# rye:signed:2026-04-14T02:15:38Z:e2f7347c4181f4a7c4bacb352f22e9f35bd8bef8fa721aca0bf3bbb3db922f07:XE6V0kFJOt9DPDxA1tNO6Xb7cJM_wBMz1-gr2qb5LAXj6PsSavDPeDoRmobXV5QrTW31oUsWj2MHHKh0ZCOcBQ:6ea18199041a1ea8
"""
persistence/artifact_store.py: CAS-backed artifact store

Stores full tool results as CAS blobs with content-hash deduplication.
Maintains an ArtifactIndex CAS object per thread mapping call_id → blob_hash.
"""

__version__ = "2.0.0"
__tool_type__ = "python"
__category__ = "rye/agent/threads/persistence"
__tool_description__ = "CAS-backed artifact store for out-of-band tool result persistence"

import hashlib
import json
import logging
from pathlib import Path
from typing import Any, Dict, Optional

from rye.primitives import cas
from rye.cas.objects import ArtifactIndex
from rye.cas.store import cas_root

logger = logging.getLogger(__name__)


class ArtifactStore:
    """CAS-backed store for out-of-band tool result persistence.

    Artifacts are stored as CAS blobs (content-addressed by SHA256).
    An ArtifactIndex object tracks call_id → {blob_hash, content_hash, tool_name}
    per thread, stored as a CAS object with a mutable ref pointer.
    """

    def __init__(self, thread_id: str, project_path: Path):
        self.thread_id = thread_id
        self.project_path = Path(project_path)
        self._root = cas_root(self.project_path)
        self._index: Optional[Dict[str, Dict[str, str]]] = None

    def _load_index(self) -> Dict[str, Dict[str, str]]:
        """Load artifact index from CAS via ref. Returns entries dict."""
        if self._index is not None:
            return self._index

        from rye.cas.store import read_ref
        ref_path = self._ref_path()
        index_hash = read_ref(ref_path)

        if not index_hash:
            self._index = {}
            return self._index

        obj = cas.get_object(index_hash, self._root)
        if obj is None:
            raise RuntimeError(f"Artifact index ref points to missing object: {index_hash}")
        if obj.get("kind") != "artifact_index":
            raise RuntimeError(f"Invalid artifact index kind: {obj.get('kind')}")
        if obj.get("thread_id") != self.thread_id:
            raise RuntimeError(
                f"Artifact index thread mismatch: expected {self.thread_id}, got {obj.get('thread_id')}"
            )

        self._index = obj.get("entries", {})
        return self._index

    def _save_index(self) -> None:
        """Store artifact index as CAS object and update ref."""
        from rye.cas.store import write_ref
        index = ArtifactIndex(
            thread_id=self.thread_id,
            entries=self._load_index(),
        )
        index_hash = cas.store_object(index.to_dict(), self._root)
        write_ref(self._ref_path(), index_hash)
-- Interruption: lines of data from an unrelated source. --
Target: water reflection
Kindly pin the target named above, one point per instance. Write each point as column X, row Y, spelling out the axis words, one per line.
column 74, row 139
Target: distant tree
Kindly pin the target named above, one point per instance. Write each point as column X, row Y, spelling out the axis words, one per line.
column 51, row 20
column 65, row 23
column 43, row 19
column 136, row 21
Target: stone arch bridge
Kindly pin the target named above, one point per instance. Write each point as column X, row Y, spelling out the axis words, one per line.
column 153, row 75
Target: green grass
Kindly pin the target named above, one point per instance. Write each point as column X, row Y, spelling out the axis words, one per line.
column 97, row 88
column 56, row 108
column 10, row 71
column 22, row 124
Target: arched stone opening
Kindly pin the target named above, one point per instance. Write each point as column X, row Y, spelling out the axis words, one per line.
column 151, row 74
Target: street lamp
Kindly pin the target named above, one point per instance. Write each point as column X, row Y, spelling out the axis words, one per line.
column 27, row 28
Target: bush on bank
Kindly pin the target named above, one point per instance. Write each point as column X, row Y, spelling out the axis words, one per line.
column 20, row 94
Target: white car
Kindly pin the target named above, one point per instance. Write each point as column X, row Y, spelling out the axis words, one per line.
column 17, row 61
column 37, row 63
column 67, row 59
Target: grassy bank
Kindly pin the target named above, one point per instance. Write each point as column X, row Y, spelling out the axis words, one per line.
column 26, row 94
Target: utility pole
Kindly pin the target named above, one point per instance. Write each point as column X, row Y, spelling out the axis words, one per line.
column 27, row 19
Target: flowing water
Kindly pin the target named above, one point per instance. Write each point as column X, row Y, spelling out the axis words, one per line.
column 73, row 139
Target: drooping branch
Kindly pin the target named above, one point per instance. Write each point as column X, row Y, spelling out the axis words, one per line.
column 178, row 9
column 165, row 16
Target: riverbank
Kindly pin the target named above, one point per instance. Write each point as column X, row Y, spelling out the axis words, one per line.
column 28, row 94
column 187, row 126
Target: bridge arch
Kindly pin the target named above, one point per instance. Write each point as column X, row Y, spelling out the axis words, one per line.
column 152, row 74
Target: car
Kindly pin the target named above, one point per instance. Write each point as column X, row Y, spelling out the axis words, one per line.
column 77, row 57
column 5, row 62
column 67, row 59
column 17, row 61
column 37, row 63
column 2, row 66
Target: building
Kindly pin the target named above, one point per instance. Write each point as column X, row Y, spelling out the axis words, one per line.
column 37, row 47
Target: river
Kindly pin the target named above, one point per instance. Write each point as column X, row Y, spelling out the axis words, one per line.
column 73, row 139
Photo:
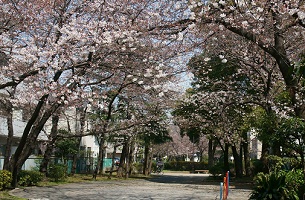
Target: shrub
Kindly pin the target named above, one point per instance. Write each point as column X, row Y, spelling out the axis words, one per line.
column 216, row 169
column 273, row 186
column 295, row 179
column 5, row 179
column 58, row 172
column 29, row 178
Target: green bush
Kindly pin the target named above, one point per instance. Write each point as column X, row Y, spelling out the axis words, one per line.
column 5, row 179
column 274, row 163
column 57, row 172
column 295, row 179
column 29, row 177
column 216, row 169
column 273, row 186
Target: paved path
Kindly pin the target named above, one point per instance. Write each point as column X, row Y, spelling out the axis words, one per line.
column 169, row 186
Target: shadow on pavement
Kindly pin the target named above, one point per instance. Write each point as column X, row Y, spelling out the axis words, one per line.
column 196, row 180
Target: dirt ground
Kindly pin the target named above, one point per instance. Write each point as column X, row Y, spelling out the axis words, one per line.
column 169, row 186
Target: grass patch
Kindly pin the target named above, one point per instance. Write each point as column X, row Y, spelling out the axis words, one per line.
column 4, row 195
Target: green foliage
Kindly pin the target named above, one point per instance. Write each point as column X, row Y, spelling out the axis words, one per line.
column 185, row 165
column 66, row 147
column 274, row 186
column 57, row 172
column 216, row 169
column 29, row 178
column 275, row 163
column 5, row 179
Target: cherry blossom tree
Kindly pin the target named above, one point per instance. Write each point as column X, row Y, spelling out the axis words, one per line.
column 55, row 51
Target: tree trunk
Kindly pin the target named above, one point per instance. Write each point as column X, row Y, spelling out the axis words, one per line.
column 100, row 159
column 146, row 160
column 131, row 158
column 247, row 159
column 123, row 159
column 49, row 150
column 113, row 157
column 211, row 153
column 237, row 161
column 28, row 140
column 226, row 158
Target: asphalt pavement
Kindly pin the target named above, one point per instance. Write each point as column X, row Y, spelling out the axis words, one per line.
column 169, row 186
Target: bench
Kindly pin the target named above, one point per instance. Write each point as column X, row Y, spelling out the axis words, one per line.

    def _ref_path(self) -> Path:
        return (
            self._root / "refs"
            / "artifacts" / f"{self.thread_id}.json"
        )

    def store(self, call_id: str, tool_name: str, data: Any) -> str:
        """Store artifact as CAS blob. Returns content hash.

        Serializes data deterministically, stores as blob, updates index.
        """
        serialized = json.dumps(data, sort_keys=True, default=str)
        content_hash = hashlib.sha256(serialized.encode()).hexdigest()
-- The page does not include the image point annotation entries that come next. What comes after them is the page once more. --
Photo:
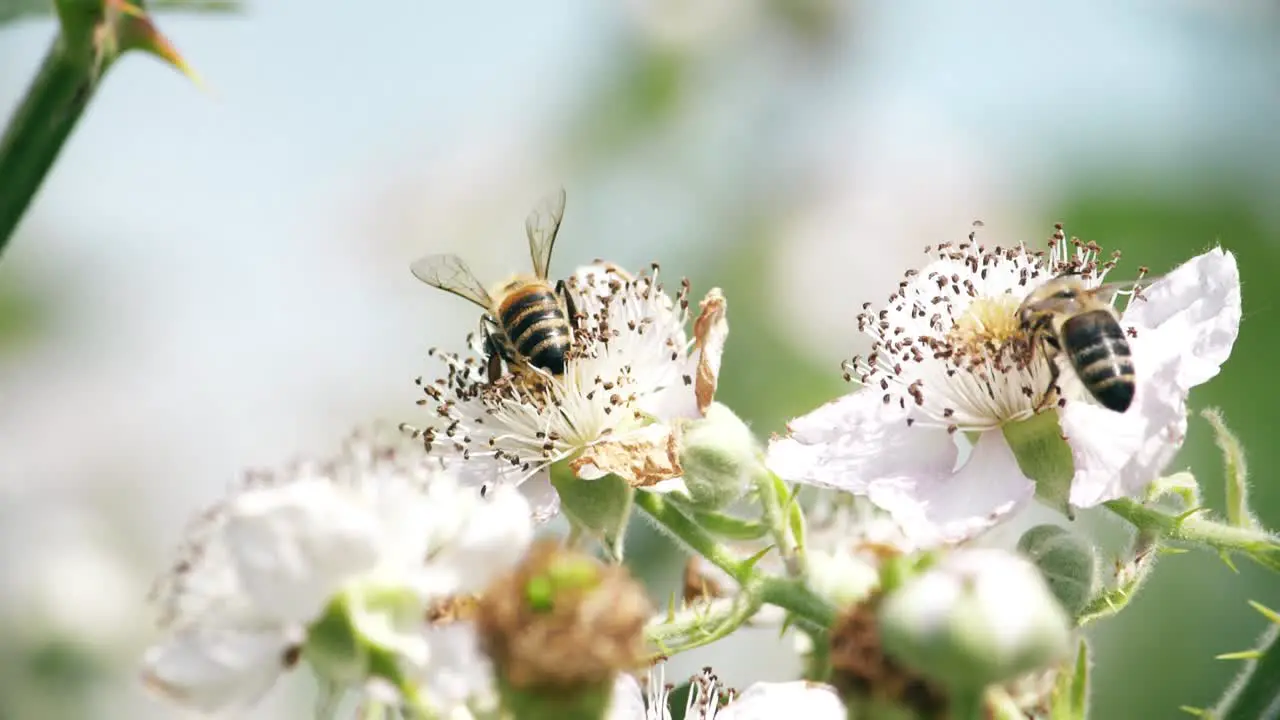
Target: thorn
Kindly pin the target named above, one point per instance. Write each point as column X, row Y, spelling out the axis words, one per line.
column 1266, row 611
column 1242, row 655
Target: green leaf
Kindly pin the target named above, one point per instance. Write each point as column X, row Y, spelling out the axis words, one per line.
column 1045, row 458
column 600, row 507
column 1235, row 472
column 1255, row 693
column 12, row 10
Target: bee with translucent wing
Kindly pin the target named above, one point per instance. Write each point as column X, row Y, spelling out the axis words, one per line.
column 528, row 319
column 1065, row 317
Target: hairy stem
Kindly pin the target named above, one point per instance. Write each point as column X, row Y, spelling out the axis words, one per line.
column 1255, row 693
column 702, row 624
column 689, row 533
column 1191, row 528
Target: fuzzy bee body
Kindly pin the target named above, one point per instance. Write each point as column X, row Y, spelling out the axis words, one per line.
column 1098, row 352
column 533, row 318
column 528, row 319
column 1078, row 322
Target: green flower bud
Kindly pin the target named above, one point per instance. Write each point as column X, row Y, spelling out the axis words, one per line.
column 720, row 458
column 1043, row 456
column 841, row 578
column 978, row 616
column 1066, row 561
        blob_hash = cas.store_blob(serialized.encode(), self._root)

        entries = self._load_index()
        entries[call_id] = {
            "blob_hash": blob_hash,
            "content_hash": content_hash,
            "tool_name": tool_name,
        }
        self._save_index()

        return content_hash

    def retrieve(self, call_id: str) -> Optional[Dict]:
        """Read artifact by call_id. Returns parsed data or None."""
        entries = self._load_index()
        entry = entries.get(call_id)
        if not entry:
            return None

        blob_data = cas.get_blob(entry["blob_hash"], self._root)
        if blob_data is None:
            logger.warning("Artifact blob %s missing for call_id %s", entry["blob_hash"], call_id)
            return None

        data = json.loads(blob_data)
        return {
            "call_id": call_id,
            "tool_name": entry.get("tool_name", ""),
            "content_hash": entry["content_hash"],
            "data": data,
        }

    def has_content(self, content_hash: str) -> Optional[str]:
        """Check if any artifact in this thread has the given hash.
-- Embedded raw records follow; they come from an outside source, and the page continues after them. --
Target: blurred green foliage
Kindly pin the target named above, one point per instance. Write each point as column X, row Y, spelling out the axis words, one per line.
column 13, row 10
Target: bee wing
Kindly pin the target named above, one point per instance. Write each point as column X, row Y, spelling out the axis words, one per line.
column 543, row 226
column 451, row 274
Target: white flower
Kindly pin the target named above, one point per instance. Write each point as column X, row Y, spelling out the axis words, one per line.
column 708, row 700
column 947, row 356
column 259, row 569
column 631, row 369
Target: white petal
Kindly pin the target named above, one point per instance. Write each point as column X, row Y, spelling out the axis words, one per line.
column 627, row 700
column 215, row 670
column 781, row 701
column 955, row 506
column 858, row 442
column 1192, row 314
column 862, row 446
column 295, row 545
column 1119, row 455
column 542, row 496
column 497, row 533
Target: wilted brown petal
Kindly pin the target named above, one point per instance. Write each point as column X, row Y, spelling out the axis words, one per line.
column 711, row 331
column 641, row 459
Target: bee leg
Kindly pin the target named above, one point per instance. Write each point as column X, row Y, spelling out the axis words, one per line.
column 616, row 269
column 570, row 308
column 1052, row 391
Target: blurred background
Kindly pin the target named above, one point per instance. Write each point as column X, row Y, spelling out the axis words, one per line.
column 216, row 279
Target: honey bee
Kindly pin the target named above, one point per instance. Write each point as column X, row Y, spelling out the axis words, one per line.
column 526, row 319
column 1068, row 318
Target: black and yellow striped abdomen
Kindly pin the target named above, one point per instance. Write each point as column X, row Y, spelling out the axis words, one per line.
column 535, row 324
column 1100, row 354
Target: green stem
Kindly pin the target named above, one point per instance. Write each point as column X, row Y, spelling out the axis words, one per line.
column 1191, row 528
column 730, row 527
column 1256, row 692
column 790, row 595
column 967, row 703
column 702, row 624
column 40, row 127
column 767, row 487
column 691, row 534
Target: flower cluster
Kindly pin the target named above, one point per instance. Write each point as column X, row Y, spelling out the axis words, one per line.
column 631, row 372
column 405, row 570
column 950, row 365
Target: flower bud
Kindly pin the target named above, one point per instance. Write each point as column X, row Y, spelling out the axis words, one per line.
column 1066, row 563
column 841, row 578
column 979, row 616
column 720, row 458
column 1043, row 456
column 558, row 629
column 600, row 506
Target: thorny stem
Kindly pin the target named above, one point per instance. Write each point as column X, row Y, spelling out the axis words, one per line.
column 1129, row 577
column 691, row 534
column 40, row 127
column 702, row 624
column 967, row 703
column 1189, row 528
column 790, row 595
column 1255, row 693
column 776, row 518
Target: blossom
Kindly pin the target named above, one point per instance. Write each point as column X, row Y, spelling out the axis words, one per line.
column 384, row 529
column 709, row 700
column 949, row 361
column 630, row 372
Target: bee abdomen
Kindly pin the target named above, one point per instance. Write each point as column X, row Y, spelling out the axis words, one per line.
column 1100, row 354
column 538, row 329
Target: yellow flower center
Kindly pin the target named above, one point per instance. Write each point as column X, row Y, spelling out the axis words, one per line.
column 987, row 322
        Returns the call_id if found, None otherwise.
        """
        entries = self._load_index()
        for call_id, entry in entries.items():
            if entry.get("content_hash") == content_hash:
                return call_id
        return None


def get_artifact_store(thread_id: str, project_path: Path) -> ArtifactStore:
    """Create an ArtifactStore for the given thread."""
    return ArtifactStore(thread_id, project_path)